Most people are aware that not all abuse involves hitting or murder. Some of it is subtle and pervasive. We see dumb blonde jokes on social media that of course aren’t really about blondness; they’re saying women are stupid. “What’s the matter, can’t you take a joke?” That’s a line right out of the verbal abuse handbook.
Right now Sprint is running an iPhone ad that shows a group of women in an inane conversation squealing so loudly that they shatter glass. And Verizon is deluging the airwaves with an iPhone ad that shows a whipped man shutting down his nagging, needy wife and trading her in for a new model. Oh wait, it’s a phone he’s exchanging, right? The 5 for the 6? Not. The subtext is heavy-handed enough to be right in your face. “The woman is there to steal your manhood,” says the ad. “If you want to feel like you’re in control of your life, replace her. She is a ‘thing,’ and an annoying one at that. So stick with Verizon. We feel your pain and we’re here to help resurrect your pride.”

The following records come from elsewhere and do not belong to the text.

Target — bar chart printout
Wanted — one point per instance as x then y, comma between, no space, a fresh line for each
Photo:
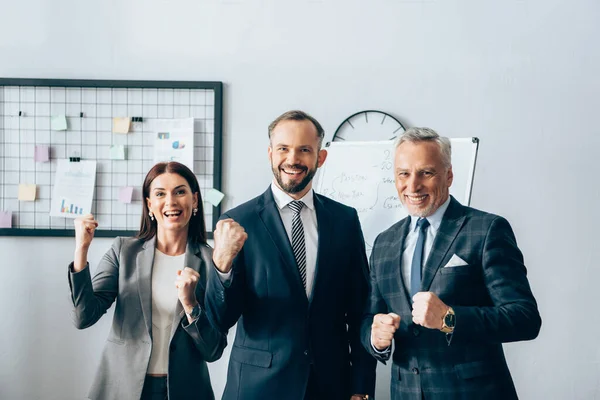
73,189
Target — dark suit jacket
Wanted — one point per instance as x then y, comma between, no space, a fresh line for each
280,332
124,274
490,296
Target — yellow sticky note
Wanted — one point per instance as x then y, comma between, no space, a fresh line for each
214,197
58,123
121,124
117,152
27,192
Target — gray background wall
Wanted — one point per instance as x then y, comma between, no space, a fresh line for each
521,75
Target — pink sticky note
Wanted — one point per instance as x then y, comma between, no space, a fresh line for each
42,154
125,194
5,219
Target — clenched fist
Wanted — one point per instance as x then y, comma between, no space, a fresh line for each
84,231
229,237
428,310
382,330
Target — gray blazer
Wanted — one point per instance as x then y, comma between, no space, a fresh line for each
124,274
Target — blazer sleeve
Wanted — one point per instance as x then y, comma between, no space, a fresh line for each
224,299
514,315
375,305
207,338
92,297
363,365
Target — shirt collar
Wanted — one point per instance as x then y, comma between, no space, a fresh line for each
435,219
282,199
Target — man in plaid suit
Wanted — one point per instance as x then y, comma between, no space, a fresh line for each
448,286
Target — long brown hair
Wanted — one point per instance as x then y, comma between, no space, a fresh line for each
196,226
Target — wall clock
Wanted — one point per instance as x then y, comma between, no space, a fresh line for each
368,125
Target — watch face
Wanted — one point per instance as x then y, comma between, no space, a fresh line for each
368,125
450,320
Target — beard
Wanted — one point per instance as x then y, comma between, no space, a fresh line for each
293,187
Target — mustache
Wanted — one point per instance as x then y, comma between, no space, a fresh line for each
294,166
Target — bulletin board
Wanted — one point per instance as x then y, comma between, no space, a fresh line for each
27,107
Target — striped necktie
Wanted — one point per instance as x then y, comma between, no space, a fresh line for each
417,262
298,245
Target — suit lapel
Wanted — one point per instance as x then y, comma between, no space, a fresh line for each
193,260
452,222
325,225
144,263
269,215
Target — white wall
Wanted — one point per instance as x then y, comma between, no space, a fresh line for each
521,75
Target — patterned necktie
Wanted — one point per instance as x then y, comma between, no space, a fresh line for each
415,268
298,245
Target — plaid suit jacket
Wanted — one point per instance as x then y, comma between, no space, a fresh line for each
491,297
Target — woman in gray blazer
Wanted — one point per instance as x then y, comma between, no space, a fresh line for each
160,338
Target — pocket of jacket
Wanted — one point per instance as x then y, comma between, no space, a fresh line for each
258,358
462,270
475,369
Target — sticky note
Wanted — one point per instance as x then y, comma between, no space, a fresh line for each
121,124
214,197
27,192
125,194
58,123
117,152
42,154
5,219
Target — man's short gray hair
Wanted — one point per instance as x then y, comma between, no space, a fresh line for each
415,135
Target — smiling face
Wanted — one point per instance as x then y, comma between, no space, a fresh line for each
422,180
171,201
295,156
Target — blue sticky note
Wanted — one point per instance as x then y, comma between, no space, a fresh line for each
58,123
5,219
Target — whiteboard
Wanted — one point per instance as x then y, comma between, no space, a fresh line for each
360,175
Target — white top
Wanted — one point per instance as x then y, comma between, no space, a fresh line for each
164,300
410,242
308,215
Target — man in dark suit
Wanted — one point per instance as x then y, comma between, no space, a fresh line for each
299,282
448,286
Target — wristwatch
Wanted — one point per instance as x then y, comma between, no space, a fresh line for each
449,321
195,313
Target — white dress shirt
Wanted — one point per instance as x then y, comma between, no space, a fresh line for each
164,301
308,215
410,242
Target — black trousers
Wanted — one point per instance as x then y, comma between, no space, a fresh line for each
312,389
155,388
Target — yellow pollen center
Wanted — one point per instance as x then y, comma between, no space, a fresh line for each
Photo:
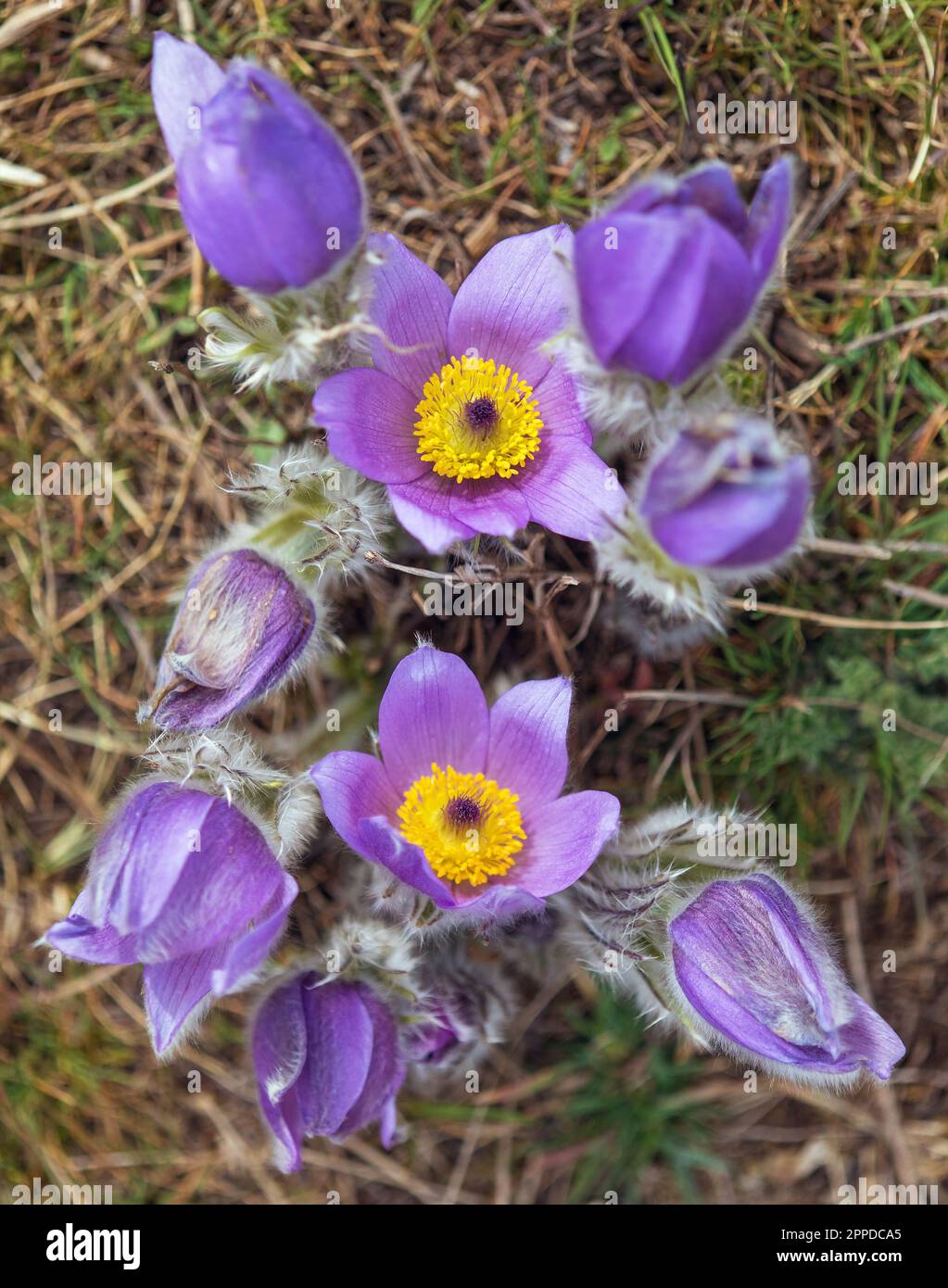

I pray for a world in which we’re smart enough to recognize abusive behavior in its most subtle forms and interrupt it early. One on one, in relationships and marriages. In schools and educational settings. In cultural messages. A world in which anywhere it shows up, men and women join together to say, “we’re over that.” In which we teach our children that no one is an object. No one is a thing. We all matter. We all are worthy of respect, compassion, protection and justice. And we make choices not to assuage our secret shame, but based on better criteria.